Kapolda Kaltara Resmikan Jembatan Merah Putih Presisi di Tarakan Barat, Warga Tak Lagi Memutar untuk ke Sekolah

Penulis: Galih Prayoga  •  Kamis, 13 Agustus 2026 | 17:44:31 WIB
Kapolda Kalimantan Utara meresmikan Jembatan Merah Putih Presisi di Kelurahan Karang Harapan, Tarakan Barat.

TARAKAN — Warga di Jalan Cahaya Baru, Gang Saromase, Kelurahan Karang Harapan, kini memiliki akses baru yang lebih pendek setelah Jembatan Merah Putih Presisi diresmikan, Kamis (13/8/2026). Peresmian dilakukan langsung oleh Kapolda Kalimantan Utara Irjen Pol. Agus Wijayanto bersama Wali Kota Tarakan Dr. H. Khairul, M.Kes., serta unsur Forkopimda setempat.

Pembangunan infrastruktur sepanjang 10 meter ini bukan sekadar penghubung antarjalan. Bagi warga Sungai Cahaya Baru, jembatan ini menjadi jalur pintas menuju sekolah, puskesmas, dan pasar yang sebelumnya membutuhkan waktu lebih lama karena harus memutar.

Makna di Balik Nama Merah Putih Presisi

Kapolda Kaltara menjelaskan, penamaan jembatan ini mengandung filosofi pengabdian Polri. "Merah Putih merupakan simbol persatuan dan kecintaan terhadap bangsa dan negara, sedangkan Presisi mencerminkan komitmen Polri untuk terus hadir memberikan perlindungan, pengayoman dan pelayanan," ujarnya dalam sambutan.

Menurut Agus, tugas kepolisian tidak berhenti pada pemeliharaan keamanan dan ketertiban.
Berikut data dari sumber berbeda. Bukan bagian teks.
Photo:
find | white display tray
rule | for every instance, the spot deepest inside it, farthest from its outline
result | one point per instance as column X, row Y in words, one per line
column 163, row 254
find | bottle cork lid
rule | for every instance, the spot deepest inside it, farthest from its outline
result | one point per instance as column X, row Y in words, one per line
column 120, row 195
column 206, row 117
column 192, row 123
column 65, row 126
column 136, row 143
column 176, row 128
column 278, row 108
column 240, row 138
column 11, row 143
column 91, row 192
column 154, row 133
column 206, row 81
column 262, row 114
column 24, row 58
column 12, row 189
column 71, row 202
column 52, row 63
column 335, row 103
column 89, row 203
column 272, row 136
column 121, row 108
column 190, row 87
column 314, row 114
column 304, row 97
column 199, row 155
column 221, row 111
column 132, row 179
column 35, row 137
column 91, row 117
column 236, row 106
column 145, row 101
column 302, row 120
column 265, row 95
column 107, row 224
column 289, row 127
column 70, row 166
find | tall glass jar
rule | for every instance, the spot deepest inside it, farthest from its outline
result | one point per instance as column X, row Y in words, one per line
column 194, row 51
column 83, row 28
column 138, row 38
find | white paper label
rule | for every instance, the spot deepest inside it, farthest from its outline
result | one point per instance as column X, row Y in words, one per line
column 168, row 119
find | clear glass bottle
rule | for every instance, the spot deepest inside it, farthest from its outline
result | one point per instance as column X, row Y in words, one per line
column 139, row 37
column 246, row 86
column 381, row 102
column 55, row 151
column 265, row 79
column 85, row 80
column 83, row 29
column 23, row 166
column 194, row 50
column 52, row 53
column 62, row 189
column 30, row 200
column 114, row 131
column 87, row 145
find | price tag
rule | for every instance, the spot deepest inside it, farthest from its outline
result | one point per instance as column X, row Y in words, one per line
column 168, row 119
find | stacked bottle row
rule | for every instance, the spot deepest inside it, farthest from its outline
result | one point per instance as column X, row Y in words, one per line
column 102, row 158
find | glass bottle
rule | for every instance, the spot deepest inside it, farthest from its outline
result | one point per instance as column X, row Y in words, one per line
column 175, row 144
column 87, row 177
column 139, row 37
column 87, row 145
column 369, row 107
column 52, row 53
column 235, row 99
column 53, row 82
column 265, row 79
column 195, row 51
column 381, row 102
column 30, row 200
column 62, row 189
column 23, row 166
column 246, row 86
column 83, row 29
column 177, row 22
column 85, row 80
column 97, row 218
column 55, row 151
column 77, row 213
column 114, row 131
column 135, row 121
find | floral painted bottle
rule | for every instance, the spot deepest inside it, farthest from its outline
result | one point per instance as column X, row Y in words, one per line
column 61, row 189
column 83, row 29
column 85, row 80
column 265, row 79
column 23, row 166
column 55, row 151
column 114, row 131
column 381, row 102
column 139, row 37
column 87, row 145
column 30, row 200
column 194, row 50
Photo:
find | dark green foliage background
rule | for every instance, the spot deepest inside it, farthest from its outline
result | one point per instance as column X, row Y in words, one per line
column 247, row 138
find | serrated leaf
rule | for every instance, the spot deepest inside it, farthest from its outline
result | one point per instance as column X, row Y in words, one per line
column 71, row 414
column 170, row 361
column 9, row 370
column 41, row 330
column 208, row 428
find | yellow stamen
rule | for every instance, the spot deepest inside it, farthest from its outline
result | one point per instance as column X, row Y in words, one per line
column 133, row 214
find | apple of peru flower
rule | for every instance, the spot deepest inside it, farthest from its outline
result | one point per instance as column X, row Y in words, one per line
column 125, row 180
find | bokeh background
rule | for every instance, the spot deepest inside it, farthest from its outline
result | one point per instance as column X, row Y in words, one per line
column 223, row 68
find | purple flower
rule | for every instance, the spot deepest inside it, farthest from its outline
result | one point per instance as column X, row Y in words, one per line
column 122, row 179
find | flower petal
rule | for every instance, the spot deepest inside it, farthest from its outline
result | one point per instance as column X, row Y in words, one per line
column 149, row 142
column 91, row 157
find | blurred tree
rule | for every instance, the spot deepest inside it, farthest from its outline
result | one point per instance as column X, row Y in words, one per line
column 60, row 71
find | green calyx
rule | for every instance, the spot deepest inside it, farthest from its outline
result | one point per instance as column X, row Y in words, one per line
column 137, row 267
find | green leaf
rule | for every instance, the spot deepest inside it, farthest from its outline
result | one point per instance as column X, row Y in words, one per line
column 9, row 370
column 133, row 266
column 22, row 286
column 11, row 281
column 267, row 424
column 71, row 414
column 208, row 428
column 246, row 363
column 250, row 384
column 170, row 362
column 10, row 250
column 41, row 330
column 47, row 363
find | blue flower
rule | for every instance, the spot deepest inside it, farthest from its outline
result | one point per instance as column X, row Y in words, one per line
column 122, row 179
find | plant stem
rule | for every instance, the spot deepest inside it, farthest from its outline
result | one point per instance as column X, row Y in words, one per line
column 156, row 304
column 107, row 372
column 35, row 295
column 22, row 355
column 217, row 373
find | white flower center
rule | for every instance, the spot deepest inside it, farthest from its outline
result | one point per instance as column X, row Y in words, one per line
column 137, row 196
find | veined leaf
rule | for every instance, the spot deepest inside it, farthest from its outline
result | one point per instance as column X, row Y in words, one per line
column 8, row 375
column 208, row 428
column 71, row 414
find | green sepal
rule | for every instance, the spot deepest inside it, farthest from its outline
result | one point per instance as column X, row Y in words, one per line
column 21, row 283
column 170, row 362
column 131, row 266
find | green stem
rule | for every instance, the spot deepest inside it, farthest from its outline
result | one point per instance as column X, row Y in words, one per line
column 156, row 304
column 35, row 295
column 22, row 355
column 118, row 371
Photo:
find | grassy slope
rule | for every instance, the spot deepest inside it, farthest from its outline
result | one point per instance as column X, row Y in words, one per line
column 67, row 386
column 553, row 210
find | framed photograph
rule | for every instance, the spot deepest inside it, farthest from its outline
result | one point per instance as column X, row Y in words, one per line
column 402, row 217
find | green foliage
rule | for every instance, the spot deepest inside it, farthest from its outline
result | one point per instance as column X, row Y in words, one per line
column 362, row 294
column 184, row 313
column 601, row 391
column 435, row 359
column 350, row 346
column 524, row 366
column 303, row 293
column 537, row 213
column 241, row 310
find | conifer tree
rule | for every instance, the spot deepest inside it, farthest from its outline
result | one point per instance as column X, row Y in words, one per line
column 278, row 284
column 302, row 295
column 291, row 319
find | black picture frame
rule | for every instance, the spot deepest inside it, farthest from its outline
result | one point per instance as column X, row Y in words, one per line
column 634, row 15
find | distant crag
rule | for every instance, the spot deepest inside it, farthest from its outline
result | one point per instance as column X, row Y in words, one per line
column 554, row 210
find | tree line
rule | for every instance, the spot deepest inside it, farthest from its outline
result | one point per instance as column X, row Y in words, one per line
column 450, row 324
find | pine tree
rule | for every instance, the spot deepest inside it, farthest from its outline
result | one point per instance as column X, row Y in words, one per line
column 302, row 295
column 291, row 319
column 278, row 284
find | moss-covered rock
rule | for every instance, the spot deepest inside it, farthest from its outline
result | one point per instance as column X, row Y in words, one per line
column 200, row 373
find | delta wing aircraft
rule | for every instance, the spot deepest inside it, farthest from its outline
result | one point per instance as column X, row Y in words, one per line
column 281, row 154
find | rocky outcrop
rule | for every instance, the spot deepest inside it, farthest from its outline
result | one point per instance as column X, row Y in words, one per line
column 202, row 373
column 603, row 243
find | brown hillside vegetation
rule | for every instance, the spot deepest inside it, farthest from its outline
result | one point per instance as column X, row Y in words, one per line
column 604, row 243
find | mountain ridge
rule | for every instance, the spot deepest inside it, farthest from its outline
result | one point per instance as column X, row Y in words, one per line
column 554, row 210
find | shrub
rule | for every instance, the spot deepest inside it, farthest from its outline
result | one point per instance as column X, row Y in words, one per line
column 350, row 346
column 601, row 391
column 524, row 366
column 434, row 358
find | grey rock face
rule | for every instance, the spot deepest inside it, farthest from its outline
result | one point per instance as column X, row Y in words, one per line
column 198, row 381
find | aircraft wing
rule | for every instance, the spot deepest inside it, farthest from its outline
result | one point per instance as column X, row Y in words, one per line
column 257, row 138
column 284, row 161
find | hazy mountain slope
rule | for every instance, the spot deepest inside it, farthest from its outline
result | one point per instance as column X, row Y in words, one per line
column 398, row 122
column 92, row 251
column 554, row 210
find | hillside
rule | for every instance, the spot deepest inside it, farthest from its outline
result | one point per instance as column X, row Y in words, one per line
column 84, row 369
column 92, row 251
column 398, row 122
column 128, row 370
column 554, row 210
Polri, kata dia, juga berupaya menghadirkan manfaat nyata melalui kepedulian terhadap kebutuhan pokok masyarakat, termasuk akses infrastruktur dasar.
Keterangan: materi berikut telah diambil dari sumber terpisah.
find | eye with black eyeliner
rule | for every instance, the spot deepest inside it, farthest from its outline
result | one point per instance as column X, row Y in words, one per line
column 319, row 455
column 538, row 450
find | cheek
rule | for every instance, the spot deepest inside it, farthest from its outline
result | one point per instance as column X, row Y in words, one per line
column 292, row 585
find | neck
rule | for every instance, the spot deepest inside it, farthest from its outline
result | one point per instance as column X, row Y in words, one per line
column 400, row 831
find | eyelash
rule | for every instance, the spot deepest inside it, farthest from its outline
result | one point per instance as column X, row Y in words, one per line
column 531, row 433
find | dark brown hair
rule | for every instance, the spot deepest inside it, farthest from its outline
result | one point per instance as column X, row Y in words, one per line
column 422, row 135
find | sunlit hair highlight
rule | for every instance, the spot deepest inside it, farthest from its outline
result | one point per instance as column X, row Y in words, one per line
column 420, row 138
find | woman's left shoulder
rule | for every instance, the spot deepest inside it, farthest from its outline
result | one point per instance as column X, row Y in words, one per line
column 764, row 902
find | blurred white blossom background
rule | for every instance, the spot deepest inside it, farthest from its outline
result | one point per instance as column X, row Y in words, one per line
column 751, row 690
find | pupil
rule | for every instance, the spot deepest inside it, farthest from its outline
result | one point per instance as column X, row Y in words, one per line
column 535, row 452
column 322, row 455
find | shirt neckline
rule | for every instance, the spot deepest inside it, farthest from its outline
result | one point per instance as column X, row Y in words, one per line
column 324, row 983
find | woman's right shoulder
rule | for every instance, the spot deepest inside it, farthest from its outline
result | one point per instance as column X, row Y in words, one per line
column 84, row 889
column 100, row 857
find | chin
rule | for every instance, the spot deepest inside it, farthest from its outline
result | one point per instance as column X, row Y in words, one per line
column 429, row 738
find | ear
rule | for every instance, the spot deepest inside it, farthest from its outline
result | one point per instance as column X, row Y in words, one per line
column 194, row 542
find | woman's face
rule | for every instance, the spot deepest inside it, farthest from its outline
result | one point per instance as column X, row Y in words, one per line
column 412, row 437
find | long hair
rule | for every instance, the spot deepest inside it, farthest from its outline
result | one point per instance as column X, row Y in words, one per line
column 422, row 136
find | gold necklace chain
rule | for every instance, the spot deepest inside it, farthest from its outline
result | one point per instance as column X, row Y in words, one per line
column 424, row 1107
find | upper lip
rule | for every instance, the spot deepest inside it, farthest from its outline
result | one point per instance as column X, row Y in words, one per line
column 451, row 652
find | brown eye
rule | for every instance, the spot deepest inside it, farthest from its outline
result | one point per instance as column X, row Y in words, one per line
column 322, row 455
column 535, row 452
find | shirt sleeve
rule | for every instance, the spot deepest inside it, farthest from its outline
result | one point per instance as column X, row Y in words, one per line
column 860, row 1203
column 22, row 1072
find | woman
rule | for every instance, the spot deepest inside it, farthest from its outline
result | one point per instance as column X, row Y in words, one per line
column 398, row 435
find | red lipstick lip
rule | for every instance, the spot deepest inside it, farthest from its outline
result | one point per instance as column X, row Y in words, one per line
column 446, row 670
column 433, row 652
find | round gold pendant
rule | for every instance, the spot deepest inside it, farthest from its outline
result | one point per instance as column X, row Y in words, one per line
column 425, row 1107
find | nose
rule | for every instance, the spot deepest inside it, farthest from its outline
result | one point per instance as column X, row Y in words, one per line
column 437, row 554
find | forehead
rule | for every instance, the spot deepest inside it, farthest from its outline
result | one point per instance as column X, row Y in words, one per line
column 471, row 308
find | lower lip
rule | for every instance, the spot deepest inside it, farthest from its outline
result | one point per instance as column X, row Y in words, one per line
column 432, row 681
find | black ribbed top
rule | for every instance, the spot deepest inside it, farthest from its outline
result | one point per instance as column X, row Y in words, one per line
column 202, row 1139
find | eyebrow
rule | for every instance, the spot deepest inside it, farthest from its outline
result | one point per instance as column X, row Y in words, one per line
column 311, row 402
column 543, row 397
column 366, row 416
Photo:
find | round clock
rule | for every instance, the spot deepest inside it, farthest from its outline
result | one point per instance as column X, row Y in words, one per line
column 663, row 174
Jembatan Ini Menghubungkan Warga dengan Harapan

"Jembatan ini bukan hanya menghubungkan jalan, tetapi juga menghubungkan masyarakat dengan pendidikan, perekonomian, pelayanan, dan harapan akan kehidupan yang lebih baik," tegas Kapolda di hadapan warga yang hadir.

Ia berharap fasilitas ini tidak berhenti sebagai proyek infrastruktur semata. Jembatan tersebut diharapkan menjadi fasilitas publik yang memberikan manfaat berkelanjutan bagi mobilitas dan aktivitas ekonomi warga Tarakan Barat.
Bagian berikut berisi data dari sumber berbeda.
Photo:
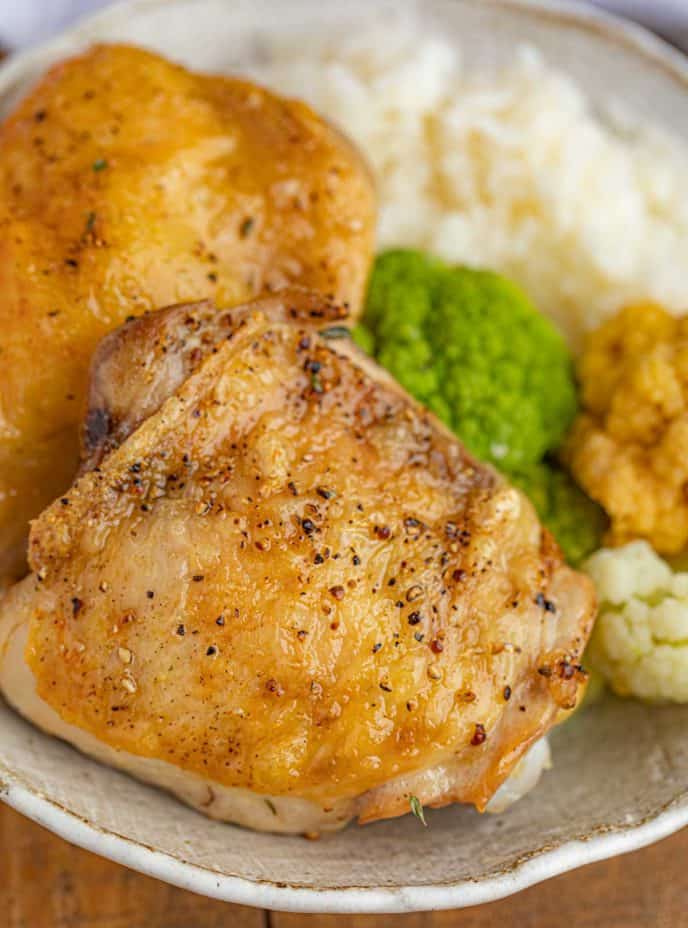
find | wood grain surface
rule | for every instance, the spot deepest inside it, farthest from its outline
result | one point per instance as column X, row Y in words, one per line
column 47, row 883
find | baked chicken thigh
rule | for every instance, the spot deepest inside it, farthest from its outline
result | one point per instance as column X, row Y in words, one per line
column 129, row 183
column 283, row 590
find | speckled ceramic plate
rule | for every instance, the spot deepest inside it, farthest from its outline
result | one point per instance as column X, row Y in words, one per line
column 621, row 770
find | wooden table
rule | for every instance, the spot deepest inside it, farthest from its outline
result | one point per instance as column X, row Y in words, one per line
column 46, row 883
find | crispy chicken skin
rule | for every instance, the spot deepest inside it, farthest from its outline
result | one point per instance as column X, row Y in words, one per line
column 128, row 183
column 289, row 580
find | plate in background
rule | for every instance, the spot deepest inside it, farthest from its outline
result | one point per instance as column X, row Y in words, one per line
column 621, row 769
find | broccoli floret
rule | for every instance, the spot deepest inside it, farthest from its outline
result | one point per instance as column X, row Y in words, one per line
column 573, row 518
column 472, row 347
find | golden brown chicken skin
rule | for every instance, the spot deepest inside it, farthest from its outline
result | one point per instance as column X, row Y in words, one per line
column 128, row 183
column 292, row 580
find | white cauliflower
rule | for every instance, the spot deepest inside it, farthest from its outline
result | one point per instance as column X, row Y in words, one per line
column 640, row 642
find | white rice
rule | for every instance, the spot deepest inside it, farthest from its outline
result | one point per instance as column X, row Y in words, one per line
column 512, row 171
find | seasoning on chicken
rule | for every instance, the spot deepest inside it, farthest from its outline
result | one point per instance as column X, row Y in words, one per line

Momentum Hari Bhayangkara dan HUT ke-81 RI

Pembangunan jembatan ini dirangkai sebagai bagian dari peringatan Hari Bhayangkara ke-80 sekaligus menyambut HUT ke-81 Kemerdekaan Republik Indonesia. Kapolda berharap semangat tersebut memperkuat nilai persatuan dan gotong royong di tengah masyarakat.

Dalam kesempatan itu, Agus menyampaikan apresiasi kepada seluruh pihak yang mendukung pembangunan. Ia pun mengingatkan warga untuk bersama-sama menjaga fasilitas umum tersebut.

"Jaga, rawat dan pelihara bersama. Jangan hanya kita bangga pada saat peresmiannya, tetapi mari kita pastikan jembatan ini dapat terus digunakan dan memberikan manfaat dalam waktu yang panjang," pesannya.

Peresmian turut dihadiri Wakapolda Kaltara, para Pejabat Utama Polda Kaltara, perwakilan Pemerintah Provinsi Kalimantan Utara, unsur TNI, Camat Tarakan Barat, Lurah Karang Harapan, para ketua RT, perwakilan guru, tokoh masyarakat, dan warga Sungai Cahaya Baru.

Kapolda menutup sambutannya dengan harapan agar jembatan ini menjadi penghubung akses, harapan, pendidikan, perekonomian, dan masa depan masyarakat Kota Tarakan.

Reporter: Galih Prayoga
Sumber: intikatanusantara.id This article was automatically rewritten by AI based on the source above without altering the facts of the original article.